I have around 70 tables in one S3 bucket and I would like to move them to the redshift using glue. I could move only few tables. Rest of them are having data type issue. Redshift is not accepting some of the data types. I resolved the issue in a set of code which moves tables one by one:
table1 = glueContext.create_dynamic_frame.from_catalog(
database="db1_g", table_name="table1"
)
table1 = table1.resolveChoice(
specs=[
("column1", "cast:char"),
("column2", "cast:varchar"),
("column3", "cast:varchar"),
]
)
table1 = glueContext.write_dynamic_frame.from_jdbc_conf(
frame=table1,
catalog_connection="redshift",
connection_options={"dbtable": "schema1.table1", "database": "db1"},
redshift_tmp_dir=args["TempDir"],
transformation_ctx="table1",
)
The same script is used for all other tables having data type change issue.
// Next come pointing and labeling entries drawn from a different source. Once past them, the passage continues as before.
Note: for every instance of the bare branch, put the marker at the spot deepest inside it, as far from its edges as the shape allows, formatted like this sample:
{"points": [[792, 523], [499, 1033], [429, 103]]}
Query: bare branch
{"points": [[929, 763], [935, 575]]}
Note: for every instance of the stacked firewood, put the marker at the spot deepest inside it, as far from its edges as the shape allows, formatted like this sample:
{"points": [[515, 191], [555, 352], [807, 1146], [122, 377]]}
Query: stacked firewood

But, As I would like to automate the script, I used looping tables script which iterate through all the tables and write them to redshift. I have 2 issues related to this script.
client = boto3.client("glue", region_name="us-east-1")
databaseName = "db1_g"
Tables = client.get_tables(DatabaseName=databaseName)
tableList = Tables["TableList"]
for table in tableList:
tableName = table["Name"]
datasource0 = glueContext.create_dynamic_frame.from_catalog(
database="db1_g", table_name=tableName, transformation_ctx="datasource0"
)
datasink4 = glueContext.write_dynamic_frame.from_jdbc_conf(
frame=datasource0,
catalog_connection="redshift",
connection_options={
"dbtable": tableName,
"database": "schema1.db1",
},
redshift_tmp_dir=args["TempDir"],
transformation_ctx="datasink4",
)
job.commit()
Mentioning redshift schema name along with tableName
like this: schema1.tableName
is throwing error which says schema1 is not defined
.
Can anybody help in changing data type for all tables which requires the same, inside the looping script itself?
So the first problem is fixed rather easily. The schema belongs into the dbtable
attribute and not the database
, like this:
connection_options={
"dbtable": f"schema1.{tableName},
"database": "db1",
}
Your second problem is that you want to call resolveChoice
inside of the for Loop, correct? What kind of error occurs there? Why doesn't it work?